Jeff Kilburg's Facebook feed has carried a familiar theme from former teammates these past few days.
You don't have to be the best team in the world, you only have to be the best team in the stadium.
The quote came from their coach, Lou Holtz, who used it throughout their near-perfect 1993 campaign.
Notre Dame, undefeated and ranked No. 1, is technically the best team in the world. And all it needs to maintain that label and secure a spot in the national title game is to be the best team this Saturday inside the Los Angeles Memorial Coliseum.
But the task is easier said than done when dealing with unfamiliar territory. Brian Kelly has said that the Irish don't want the No. 1 label for just three or four days. The last time Notre Dame was atop the rankings, 19 years ago, it carried the distinction for just seven days before being upset against Boston College.

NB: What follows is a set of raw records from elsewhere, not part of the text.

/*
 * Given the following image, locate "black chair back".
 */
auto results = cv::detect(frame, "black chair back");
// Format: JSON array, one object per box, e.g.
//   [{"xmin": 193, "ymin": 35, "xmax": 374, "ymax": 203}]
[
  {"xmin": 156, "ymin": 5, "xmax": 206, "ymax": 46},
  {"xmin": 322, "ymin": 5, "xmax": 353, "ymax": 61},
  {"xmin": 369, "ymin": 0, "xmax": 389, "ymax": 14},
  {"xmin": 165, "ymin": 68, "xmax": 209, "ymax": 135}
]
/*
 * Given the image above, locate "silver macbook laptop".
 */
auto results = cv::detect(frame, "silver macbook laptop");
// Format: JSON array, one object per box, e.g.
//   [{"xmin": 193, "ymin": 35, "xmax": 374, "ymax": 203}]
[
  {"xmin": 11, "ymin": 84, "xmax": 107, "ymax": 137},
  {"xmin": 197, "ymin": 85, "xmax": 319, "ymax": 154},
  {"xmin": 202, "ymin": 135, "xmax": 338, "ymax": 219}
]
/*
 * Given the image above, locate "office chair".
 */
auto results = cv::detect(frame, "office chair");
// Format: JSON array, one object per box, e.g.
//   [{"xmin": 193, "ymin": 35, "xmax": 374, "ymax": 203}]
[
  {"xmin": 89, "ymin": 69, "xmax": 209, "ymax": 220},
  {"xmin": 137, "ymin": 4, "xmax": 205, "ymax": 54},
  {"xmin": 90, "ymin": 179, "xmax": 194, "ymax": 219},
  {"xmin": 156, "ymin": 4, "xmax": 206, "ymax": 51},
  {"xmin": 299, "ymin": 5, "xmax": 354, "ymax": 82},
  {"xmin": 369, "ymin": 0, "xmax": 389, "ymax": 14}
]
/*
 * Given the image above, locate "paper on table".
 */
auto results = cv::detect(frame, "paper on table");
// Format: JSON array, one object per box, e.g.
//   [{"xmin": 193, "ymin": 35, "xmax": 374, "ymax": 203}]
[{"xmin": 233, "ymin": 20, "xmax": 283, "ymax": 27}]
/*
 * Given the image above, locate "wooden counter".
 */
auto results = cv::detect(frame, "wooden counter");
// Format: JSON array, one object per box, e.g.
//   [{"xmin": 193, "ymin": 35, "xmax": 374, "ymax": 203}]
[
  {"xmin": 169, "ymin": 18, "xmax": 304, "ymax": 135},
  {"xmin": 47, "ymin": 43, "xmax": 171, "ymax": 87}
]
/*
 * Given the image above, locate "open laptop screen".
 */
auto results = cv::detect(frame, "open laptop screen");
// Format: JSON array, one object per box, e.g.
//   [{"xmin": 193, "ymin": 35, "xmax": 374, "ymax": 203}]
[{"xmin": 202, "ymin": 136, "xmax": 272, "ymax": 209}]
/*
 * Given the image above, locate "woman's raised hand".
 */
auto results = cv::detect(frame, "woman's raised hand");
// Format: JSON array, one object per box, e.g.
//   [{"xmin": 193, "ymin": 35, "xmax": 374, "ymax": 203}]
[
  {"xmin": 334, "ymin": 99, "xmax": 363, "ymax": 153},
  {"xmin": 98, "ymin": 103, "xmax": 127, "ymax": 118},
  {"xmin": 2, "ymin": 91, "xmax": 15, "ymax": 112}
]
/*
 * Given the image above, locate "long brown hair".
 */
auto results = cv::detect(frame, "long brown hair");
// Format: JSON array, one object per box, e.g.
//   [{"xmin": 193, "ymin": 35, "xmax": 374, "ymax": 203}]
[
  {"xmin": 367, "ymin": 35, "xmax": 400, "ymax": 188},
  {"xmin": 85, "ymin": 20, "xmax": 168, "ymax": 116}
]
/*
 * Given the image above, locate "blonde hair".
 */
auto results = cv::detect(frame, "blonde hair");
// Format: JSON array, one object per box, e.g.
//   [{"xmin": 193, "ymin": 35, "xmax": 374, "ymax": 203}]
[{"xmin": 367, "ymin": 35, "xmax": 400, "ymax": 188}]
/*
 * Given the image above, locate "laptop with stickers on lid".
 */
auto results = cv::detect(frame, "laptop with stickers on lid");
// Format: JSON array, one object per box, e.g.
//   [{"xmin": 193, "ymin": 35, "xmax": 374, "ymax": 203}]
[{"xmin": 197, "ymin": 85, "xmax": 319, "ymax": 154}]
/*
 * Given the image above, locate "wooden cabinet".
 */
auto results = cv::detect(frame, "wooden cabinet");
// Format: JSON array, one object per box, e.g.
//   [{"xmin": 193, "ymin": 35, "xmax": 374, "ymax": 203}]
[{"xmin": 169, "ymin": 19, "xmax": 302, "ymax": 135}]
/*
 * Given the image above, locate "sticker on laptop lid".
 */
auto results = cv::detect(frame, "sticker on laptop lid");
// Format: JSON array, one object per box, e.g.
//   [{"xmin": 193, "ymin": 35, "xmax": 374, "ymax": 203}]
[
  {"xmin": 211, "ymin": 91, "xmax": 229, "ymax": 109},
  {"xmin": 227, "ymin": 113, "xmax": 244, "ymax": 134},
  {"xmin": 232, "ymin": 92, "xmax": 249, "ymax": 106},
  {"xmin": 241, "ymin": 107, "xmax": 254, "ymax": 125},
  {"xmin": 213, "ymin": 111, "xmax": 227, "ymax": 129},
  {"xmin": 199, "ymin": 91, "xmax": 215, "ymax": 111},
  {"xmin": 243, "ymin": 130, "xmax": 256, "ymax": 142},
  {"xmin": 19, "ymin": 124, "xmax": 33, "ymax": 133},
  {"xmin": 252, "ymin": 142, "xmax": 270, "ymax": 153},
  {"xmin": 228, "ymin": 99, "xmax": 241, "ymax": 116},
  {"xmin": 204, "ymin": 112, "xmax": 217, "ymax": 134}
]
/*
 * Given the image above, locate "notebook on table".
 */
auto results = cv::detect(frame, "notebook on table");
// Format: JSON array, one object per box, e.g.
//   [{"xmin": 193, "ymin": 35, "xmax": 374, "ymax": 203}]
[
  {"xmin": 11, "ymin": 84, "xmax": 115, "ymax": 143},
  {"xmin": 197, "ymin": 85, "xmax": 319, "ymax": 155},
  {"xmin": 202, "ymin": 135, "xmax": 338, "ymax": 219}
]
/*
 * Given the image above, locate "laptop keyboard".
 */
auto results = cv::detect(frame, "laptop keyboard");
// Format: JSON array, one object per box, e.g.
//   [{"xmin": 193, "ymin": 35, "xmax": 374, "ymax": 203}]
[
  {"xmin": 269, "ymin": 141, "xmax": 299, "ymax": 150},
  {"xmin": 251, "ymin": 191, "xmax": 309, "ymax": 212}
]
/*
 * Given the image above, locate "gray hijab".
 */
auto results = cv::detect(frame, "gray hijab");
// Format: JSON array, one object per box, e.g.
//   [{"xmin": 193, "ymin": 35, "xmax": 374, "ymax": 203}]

"It's not just a label they're carrying anymore, it's a target," said Kilburg, a former offensive lineman from 1993-96. "When it's a target it fuels your fire stronger, you work harder. It's a long time since they've been there. This group of young men get it. They fully embrace it, from Manti Te'o all the way down to the special teamers. They get what it means to be at Notre Dame -- it's unique to be No. 1 on the field and in the classroom. That's the bottom line. It's a unique school and the players embody that. Right now they've got to rise to the occasion.
"I'd say this is exponentially more impactful than it was in 1993, due to what we saw recently with all the No. 1s going down."
The terrain is new for even Kelly, who won titles at the Div. II level and had a perfect regular season at Cincinnati that resulted only in a No. 3 ranking.
Being in control of his team's title aspirations has not changed his approach.
"It's still about how we got here and the preparation and how these guys transformed themselves into champions by their habits and how they go to work every day," Kelly said, adding, "It doesn't mean much if we don't prepare. If we're not prepared, we're not going to win. For us it'll be about being consistent with what we've done up to this point."
Kilburg lived in Grace Hall when the No. 2 Irish beat top-ranked Florida State in the 1993 version of the "Game of the Century," so he had a front and center view of what many students saw Sunday afternoon, when the "#1" lights were lit on the building's roof to celebrate the football team's return to the top.
The excitement and distractions, however, extend beyond campus.
"To come off the victory against the unbeatable and to have to turn around and prepare the next week and hear analysts talk about us as No. 1 and so forth, it does feel good," said safety Jeff Burris, who played for Notre Dame from 1990-93. "It feels great to hear your name on top, especially with this team considering there weren't a lot of high expectations initially."
Kelly liked what he saw and heard Sunday morning in the training room, where his players said none of this will matter if they don't take care of business this weekend against USC.
In theory, an arch-rival awaiting would keep a team from looking ahead, though the last incarnation of No. 1 Notre Dame let the opportunity slip, dropping a home contest to rival Boston College, 41-39.
Kilburg still has trouble pointing to what went wrong, but he doesn't foresee a similar scenario with this year's team given its consistent improvement from Week 1 to now.
"It's hard to put a finger on that," Kilburg said of the loss to the Eagles. "Unfortunately, I think when teams are so laser-focused on big games, one downside is to inadvertently and unintentionally have a letdown against a lesser opponent and play to the level of competition.
"That may have happened a couple times this season with these guys, but they've learned and matured, specifically Everett Golson. From a former player'a perspective, it's amazing to see that type of maturity in one season. That doesn't happen. But now Golson's in a great position to lead these guys into USC and hit on all cylinders."